Se um corrupto desejar minimizar os efeitos do acompanhamento da imprensa de suas falcatruas, uma vez que elas tenham sido denunciadas ou descobertas, deve tentar levar as investigações sobre o crime para Estados periféricos do Brasil. Quanto mais distante dos grandes centros, menor a cobertura dos jornais de alcance nacional. É o que revela uma análise mais detida do noticiário sobre os episódios de corrupção no País, iniciada na última edição deste Observatório.
Nesta semana, comparamos a cobertura de dois jornais de Estados diferentes — a Folha de S. Paulo e O Globo. A primeira constatação possível a partir da análise comparativa é justamente o peso que o regionalismo tem na cobertura. Como seria de se esperar, o jornal carioca cobre melhor e mais extensivamente os casos de corrupção que grassaram nas terras fluminenses. Na semana passada (entre os dias 20 e 28/6), de acordo com o banco de dados organizado pela Transparência Brasil sobre matérias, artigos e editoriais relacionados à corrupção, o Globo publicou 59 textos sobre o assunto. No mesmo período, foram 53 matérias na Folha.
No diário carioca, o caso da Máfica do Propinoduto — nesta semana vários envolvidos foram soltos por decisão judicial — ganhou destaque muito superior ao concedido pelo jornal produzido a partir da Barão de Limeira. Como se sabe, o esquema das propinas, supostamente comandado por um ex-subsecretário de Administração Tributária do governo do Estado durante a gestão Garotinho, é genuinamente carioca. Rodrigo Silveirinha, o protagonista, pôde sair da cadeia após um ano e dois meses e, naturalmente, essa notícia teve impacto muito maior para os cariocas do que em São Paulo. No Globo, foram 7 matérias ou artigos sobre o caso, ao passo que a Folha publicou uma única reportagem e uma carta de leitor.
Silveirinha, porém, já não é mais um personagem de alcance regional: a Folha poderia ter investido mais no caso, até pelas implicações que traz para o hoje secretário de Segurança Pública do rio, Anthony Garotinho (PMDB), que também vem sendo apontado desde já como presidenciável em 2006.
Outro caso em que a cobertura do Globo vem sendo mais extensiva do que a da Folha é o do ex-assessor da Casa Civil da Presidência da República, Waldomiro Diniz. O jornal paulistano está acompanhando as investigações com reportagens menores do que as do seu concorrente carioca, talvez porque Waldomiro seja o centro de uma CPI instalada na Assembléia Legislativa do Estado do Rio. Assim, o Globo vem abrindo mais espaço e publicando reportagens mais alentadas do que as da Folha sobre o caso. Na semana passada, porém, pode-se dizer que houve um empate neste caso: os dois jornais deram exatamente duas matérias cada um sobre Waldomiro — uma bastante semelhante em termos de conteúdo e espaço (sobre a acareação entre Diniz e Carlinhos Cachoeira). As outras duas matérias são diferentes: o Globo noticiou o pedido da CPI da Loterj da quebra dos sigilos do ex-assessor; a Folha destacou a rejeição de denúncia contra ele pela Justiça Federal.

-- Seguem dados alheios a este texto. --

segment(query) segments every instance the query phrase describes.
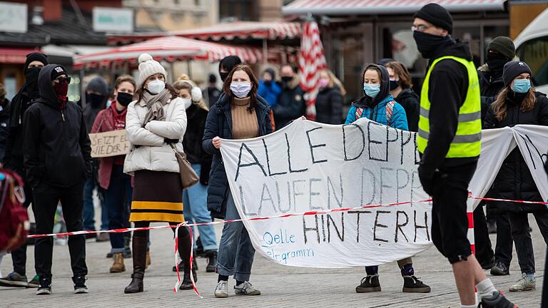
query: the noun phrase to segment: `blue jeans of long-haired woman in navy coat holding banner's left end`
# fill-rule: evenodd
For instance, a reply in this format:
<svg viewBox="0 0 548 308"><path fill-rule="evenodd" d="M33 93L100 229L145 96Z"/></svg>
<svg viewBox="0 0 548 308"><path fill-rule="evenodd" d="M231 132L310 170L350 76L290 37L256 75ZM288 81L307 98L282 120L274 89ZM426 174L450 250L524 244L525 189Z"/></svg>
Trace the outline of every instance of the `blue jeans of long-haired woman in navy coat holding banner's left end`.
<svg viewBox="0 0 548 308"><path fill-rule="evenodd" d="M230 191L227 198L225 220L240 219ZM217 273L223 276L234 275L234 279L239 281L249 281L253 257L255 248L243 222L225 223L219 243Z"/></svg>

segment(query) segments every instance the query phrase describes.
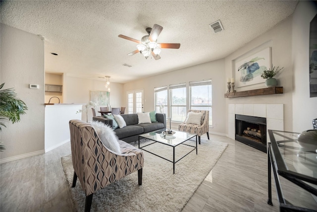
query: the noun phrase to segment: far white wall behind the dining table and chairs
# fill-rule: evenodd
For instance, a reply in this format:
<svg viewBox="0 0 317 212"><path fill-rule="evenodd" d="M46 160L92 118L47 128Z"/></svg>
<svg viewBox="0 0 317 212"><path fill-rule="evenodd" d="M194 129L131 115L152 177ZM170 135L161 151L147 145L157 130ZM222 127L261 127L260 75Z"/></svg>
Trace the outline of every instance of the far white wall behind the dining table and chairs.
<svg viewBox="0 0 317 212"><path fill-rule="evenodd" d="M64 74L66 75L66 74ZM90 90L106 91L105 81L85 79L73 76L64 77L64 103L87 104L90 101ZM111 107L126 107L124 105L123 84L113 83L110 78ZM105 105L106 106L106 105ZM96 108L100 109L100 106ZM96 114L101 115L100 113ZM88 121L92 120L92 110L88 110ZM86 121L86 113L82 113L82 120Z"/></svg>

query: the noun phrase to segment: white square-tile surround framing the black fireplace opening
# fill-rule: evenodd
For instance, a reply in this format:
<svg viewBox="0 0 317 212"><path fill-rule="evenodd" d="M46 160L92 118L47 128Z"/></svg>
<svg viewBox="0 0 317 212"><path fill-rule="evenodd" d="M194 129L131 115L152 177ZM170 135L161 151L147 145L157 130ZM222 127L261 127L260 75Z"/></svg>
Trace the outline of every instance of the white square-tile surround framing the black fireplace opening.
<svg viewBox="0 0 317 212"><path fill-rule="evenodd" d="M267 130L284 130L283 104L228 104L228 137L235 140L235 115L266 118L266 142L269 141Z"/></svg>

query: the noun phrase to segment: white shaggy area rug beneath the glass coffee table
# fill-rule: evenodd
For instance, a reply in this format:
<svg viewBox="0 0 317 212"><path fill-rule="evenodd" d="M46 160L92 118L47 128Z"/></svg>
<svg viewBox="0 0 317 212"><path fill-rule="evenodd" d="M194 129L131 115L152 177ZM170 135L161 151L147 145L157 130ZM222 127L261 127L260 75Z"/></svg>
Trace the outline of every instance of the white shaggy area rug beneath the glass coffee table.
<svg viewBox="0 0 317 212"><path fill-rule="evenodd" d="M149 142L143 140L144 143ZM195 145L195 141L186 141ZM137 142L131 143L135 146ZM144 152L144 167L142 185L138 185L138 172L134 172L123 179L108 185L93 195L92 212L177 212L181 211L192 197L198 186L211 171L227 143L218 141L202 141L196 150L182 158L175 164L168 162L147 151ZM145 147L156 151L159 155L172 159L173 148L155 143ZM176 159L183 152L190 151L186 145L179 145L176 149ZM74 169L71 155L61 158L61 163L69 183L70 193L77 211L84 211L85 193L79 180L76 187L71 188Z"/></svg>

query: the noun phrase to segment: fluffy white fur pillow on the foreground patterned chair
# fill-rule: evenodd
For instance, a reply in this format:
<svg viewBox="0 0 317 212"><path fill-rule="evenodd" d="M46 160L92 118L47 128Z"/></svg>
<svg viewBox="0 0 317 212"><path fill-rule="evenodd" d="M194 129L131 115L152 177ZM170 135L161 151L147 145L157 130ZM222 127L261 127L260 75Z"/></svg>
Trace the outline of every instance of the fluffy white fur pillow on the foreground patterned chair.
<svg viewBox="0 0 317 212"><path fill-rule="evenodd" d="M121 153L118 137L113 132L112 128L102 122L90 122L95 131L97 132L101 142L110 150Z"/></svg>

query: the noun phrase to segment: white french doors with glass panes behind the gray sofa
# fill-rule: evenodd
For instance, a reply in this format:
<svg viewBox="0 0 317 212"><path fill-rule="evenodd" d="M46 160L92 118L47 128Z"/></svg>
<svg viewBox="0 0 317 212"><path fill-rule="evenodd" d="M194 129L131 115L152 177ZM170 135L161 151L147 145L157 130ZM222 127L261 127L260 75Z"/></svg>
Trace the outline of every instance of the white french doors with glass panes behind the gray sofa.
<svg viewBox="0 0 317 212"><path fill-rule="evenodd" d="M142 113L144 106L144 90L127 91L128 114Z"/></svg>

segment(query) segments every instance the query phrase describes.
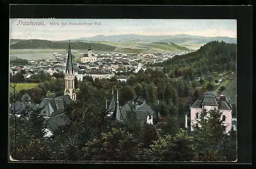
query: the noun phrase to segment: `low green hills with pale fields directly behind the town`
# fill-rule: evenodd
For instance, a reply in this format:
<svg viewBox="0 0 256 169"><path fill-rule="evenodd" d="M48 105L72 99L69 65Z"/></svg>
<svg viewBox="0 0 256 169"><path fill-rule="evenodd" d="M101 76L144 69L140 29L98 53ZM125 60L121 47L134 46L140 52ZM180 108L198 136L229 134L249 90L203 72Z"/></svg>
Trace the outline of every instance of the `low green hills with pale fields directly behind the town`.
<svg viewBox="0 0 256 169"><path fill-rule="evenodd" d="M72 41L72 49L84 50L91 46L94 51L105 51L105 52L123 52L123 53L140 53L140 52L178 52L178 51L189 51L185 47L181 47L174 43L104 43L94 42L89 43L82 40ZM29 39L16 41L10 45L10 49L68 49L69 41L50 41L50 40L39 40Z"/></svg>

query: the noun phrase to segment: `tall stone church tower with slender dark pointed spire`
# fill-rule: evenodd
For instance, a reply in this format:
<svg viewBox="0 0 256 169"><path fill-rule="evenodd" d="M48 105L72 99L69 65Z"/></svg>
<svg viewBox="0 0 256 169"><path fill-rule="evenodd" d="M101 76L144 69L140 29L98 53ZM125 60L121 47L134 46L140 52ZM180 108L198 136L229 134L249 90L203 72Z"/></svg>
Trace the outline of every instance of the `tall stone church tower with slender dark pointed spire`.
<svg viewBox="0 0 256 169"><path fill-rule="evenodd" d="M67 67L66 67L66 72L65 72L64 94L69 95L72 100L76 100L75 73L74 73L73 62L72 62L72 57L71 57L70 40L69 40L69 52L68 52Z"/></svg>

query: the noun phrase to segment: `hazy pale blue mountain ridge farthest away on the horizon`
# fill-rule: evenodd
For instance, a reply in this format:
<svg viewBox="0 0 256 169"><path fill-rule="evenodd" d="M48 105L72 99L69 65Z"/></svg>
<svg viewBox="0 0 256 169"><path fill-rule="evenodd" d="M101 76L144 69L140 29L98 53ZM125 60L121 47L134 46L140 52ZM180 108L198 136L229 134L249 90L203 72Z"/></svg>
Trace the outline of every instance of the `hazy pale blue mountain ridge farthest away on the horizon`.
<svg viewBox="0 0 256 169"><path fill-rule="evenodd" d="M113 41L113 42L139 42L139 43L153 43L153 42L168 42L175 44L205 44L212 40L224 41L225 43L237 43L237 38L231 37L205 37L193 36L186 34L179 35L161 35L161 36L148 36L148 35L97 35L93 37L81 37L73 40L88 40L88 41Z"/></svg>

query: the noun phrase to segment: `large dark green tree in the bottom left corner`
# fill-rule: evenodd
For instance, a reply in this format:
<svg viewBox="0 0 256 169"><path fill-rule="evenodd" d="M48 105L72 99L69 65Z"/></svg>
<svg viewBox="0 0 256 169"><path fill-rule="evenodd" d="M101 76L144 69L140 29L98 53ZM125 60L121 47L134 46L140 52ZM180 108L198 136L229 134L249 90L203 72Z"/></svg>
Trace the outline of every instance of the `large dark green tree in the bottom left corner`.
<svg viewBox="0 0 256 169"><path fill-rule="evenodd" d="M27 104L17 117L16 155L18 160L51 160L52 154L45 138L45 119L40 115L41 108ZM10 142L13 148L14 121L10 120ZM11 156L14 155L11 153Z"/></svg>

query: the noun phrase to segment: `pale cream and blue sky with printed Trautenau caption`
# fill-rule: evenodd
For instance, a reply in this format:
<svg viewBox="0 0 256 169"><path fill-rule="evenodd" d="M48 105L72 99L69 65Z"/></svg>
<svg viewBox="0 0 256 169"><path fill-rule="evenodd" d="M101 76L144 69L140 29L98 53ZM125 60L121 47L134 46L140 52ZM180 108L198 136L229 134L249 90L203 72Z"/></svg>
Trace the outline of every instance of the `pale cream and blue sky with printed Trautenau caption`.
<svg viewBox="0 0 256 169"><path fill-rule="evenodd" d="M22 23L23 22L23 23ZM28 22L28 25L26 25ZM44 25L31 25L42 22ZM50 23L59 25L50 25ZM61 23L67 23L62 25ZM70 25L69 23L92 23ZM96 25L95 23L100 23ZM25 24L25 25L23 25ZM30 24L30 25L29 25ZM236 19L10 19L10 39L67 40L96 35L226 36L237 38Z"/></svg>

Da mesma maneira que o Globo deu melhor os últimos passos de Silveirinha e Waldomiro, a Folha apresentou uma cobertura muito mais ampla sobre as últimas peripécias do ex-prefeito paulistano Paulo Salim Maluf. Em termos de espaço, Maluf obteve quatro vezes mais holofotes no jornal de São Paulo do que no do Rio. O Globo noticiou apenas a quebra de sigilo bancário do ex-prefeito na Inglaterra (embora ele negue ter contas no exterior, o que não deixa de ser um paradoxo). No mesmo período, a Folha trouxe para seus leitores quatro reportagens, uma delas abrindo uma página ímpar do primeiro caderno. Maluf, como se sabe, é candidato a prefeitura paulistana neste ano e está mais uma vez no centro do cenário político da cidade.